- 著者
-
水田 敏夫
小畑 正明
江上 桂子
- 出版者
- 特定非営利活動法人 日本火山学会
- 雑誌
- 火山.第2集 (ISSN:24330590)
- 巻号頁・発行日
- vol.35, no.2, pp.249-262, 1990-07-02 (Released:2018-01-15)
Morphology, abundance and vertical distribution of vesicles were studied in a thick (40-60 m) andesitic lava flow, that lies in the underground of Kumamoto City. The vesicles are frozen bubbles that were fomed in the molten lavas at the time of its eruption. The lava can be divided into three zones: (1) an upper vesicular zone (2) a middle non-vesicular and compact zone and (3) a lower, thinner vesicular zone. The vesicles in the upper zone are elongated vertically, probably due to bouyancy-driven ascent of the bubbles, and those in the lower zone are flattened and elongated horizontally, that may be ascribed to a viscous shear flow at the bottom of the lava flow. Size distribution of the vesicles typically display nearly the log-normal distribution. Abundance, the mean size and the number density of the vesicles are greater in the upper zone than in the lower zone. Such vesicle distribution pattern is consistent to the hypothesis that the lava originally contained abundant bubbles when it was poured on the ground and then the bubbles started to ascent in the lava.
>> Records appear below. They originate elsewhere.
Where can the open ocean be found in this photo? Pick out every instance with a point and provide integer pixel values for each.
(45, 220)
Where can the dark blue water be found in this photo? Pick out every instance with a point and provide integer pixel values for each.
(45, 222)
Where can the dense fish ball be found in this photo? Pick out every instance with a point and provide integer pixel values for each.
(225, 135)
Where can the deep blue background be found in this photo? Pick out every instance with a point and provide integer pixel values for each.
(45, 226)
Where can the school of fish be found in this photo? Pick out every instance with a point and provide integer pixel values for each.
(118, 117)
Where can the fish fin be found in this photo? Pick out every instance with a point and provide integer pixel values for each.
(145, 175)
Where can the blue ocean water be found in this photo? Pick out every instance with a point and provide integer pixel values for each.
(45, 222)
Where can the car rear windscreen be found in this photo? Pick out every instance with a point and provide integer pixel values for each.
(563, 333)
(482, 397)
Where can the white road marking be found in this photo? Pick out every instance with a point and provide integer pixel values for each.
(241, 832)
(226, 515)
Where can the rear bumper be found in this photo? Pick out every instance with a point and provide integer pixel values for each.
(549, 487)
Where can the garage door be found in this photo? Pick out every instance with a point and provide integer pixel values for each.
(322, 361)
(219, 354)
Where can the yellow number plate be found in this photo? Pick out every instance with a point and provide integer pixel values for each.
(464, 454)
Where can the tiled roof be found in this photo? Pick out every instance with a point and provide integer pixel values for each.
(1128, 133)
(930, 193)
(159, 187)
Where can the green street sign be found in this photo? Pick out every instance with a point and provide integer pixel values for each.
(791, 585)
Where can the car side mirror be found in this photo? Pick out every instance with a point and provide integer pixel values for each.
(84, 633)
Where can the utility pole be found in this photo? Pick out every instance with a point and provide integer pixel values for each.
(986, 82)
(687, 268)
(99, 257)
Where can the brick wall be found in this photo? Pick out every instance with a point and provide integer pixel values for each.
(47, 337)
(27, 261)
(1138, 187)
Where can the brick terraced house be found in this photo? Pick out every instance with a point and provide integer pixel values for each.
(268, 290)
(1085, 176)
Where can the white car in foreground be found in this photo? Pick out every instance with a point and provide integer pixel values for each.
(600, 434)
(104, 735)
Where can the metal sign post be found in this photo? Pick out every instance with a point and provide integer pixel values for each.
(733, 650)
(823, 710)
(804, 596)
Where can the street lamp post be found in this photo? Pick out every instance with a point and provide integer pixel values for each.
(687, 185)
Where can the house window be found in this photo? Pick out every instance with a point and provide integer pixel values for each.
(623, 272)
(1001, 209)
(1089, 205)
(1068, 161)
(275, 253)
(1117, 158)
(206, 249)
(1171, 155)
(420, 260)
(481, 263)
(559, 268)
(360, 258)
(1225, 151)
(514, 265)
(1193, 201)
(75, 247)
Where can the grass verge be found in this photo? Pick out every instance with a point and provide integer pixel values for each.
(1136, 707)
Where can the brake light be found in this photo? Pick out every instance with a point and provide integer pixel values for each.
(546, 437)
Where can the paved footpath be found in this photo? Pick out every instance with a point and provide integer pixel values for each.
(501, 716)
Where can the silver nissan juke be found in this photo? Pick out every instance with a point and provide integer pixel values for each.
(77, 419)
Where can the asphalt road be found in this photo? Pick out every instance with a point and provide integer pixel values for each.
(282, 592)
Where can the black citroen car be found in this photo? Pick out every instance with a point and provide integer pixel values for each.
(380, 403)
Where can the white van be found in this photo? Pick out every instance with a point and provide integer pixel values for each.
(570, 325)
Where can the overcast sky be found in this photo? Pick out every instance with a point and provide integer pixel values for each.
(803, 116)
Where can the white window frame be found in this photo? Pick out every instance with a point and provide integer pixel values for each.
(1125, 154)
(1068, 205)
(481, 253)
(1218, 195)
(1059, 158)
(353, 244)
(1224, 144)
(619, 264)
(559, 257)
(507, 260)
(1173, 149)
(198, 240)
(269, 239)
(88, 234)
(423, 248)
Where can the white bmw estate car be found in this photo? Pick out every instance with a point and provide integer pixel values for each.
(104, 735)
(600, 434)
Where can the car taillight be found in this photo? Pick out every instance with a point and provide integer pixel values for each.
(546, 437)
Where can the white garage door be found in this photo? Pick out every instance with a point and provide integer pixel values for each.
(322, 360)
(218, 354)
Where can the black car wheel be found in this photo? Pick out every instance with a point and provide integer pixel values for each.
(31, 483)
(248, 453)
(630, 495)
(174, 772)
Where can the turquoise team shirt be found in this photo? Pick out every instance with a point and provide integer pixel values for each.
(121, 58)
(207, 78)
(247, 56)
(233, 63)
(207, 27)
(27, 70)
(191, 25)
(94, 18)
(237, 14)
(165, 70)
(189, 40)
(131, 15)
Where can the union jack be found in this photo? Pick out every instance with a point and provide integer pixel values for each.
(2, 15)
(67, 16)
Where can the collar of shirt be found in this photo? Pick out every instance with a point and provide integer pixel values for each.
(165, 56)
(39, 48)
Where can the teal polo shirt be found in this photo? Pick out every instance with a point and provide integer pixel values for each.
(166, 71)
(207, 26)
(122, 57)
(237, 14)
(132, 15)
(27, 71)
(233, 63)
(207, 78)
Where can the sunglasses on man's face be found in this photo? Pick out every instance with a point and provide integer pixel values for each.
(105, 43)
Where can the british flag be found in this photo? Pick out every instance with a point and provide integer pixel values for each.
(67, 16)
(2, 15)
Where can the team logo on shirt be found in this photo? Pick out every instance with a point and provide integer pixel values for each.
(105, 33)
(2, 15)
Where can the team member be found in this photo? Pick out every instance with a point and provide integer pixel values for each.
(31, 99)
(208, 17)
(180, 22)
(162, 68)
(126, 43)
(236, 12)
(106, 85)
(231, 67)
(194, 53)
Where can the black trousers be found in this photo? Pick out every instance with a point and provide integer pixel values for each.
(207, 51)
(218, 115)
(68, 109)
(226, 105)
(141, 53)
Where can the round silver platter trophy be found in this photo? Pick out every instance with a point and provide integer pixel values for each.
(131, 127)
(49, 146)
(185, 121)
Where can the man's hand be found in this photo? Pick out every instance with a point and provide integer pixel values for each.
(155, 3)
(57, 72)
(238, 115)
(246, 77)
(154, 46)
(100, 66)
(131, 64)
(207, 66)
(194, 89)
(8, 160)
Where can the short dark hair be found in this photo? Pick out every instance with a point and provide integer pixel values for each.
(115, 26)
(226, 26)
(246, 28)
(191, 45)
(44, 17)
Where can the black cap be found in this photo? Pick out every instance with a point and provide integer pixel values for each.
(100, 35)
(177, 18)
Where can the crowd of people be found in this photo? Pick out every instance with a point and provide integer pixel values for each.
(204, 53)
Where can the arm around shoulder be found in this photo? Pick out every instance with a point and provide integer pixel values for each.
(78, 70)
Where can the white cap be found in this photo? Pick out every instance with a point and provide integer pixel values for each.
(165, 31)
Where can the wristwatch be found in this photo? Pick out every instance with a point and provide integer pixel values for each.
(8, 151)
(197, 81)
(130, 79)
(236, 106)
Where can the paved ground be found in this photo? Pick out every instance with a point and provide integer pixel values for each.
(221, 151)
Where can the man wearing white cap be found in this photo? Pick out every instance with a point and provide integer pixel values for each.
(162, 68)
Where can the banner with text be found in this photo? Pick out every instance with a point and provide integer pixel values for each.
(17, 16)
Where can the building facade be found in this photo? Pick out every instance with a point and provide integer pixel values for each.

Vesicles in the lower zone were the bubbles trapped by the advancing cooling front from the bottom surface of the lava. Bubbles that have escaped from the cold trap below have been accumulated in the upper zone and have been frozen in the lava upon cooling from the top surface. Mass balance calculation, however, indicates that much of the bubbles that were originally present in the lava, have been escaped through the lava surface. A dynamic cooling model was, therefore, proposed, that is to say, in the presence of surface flow in the lave during its cooling, impermeable lava crusts may not be maimtained so that gas bubbles may leak out of the lava into the air.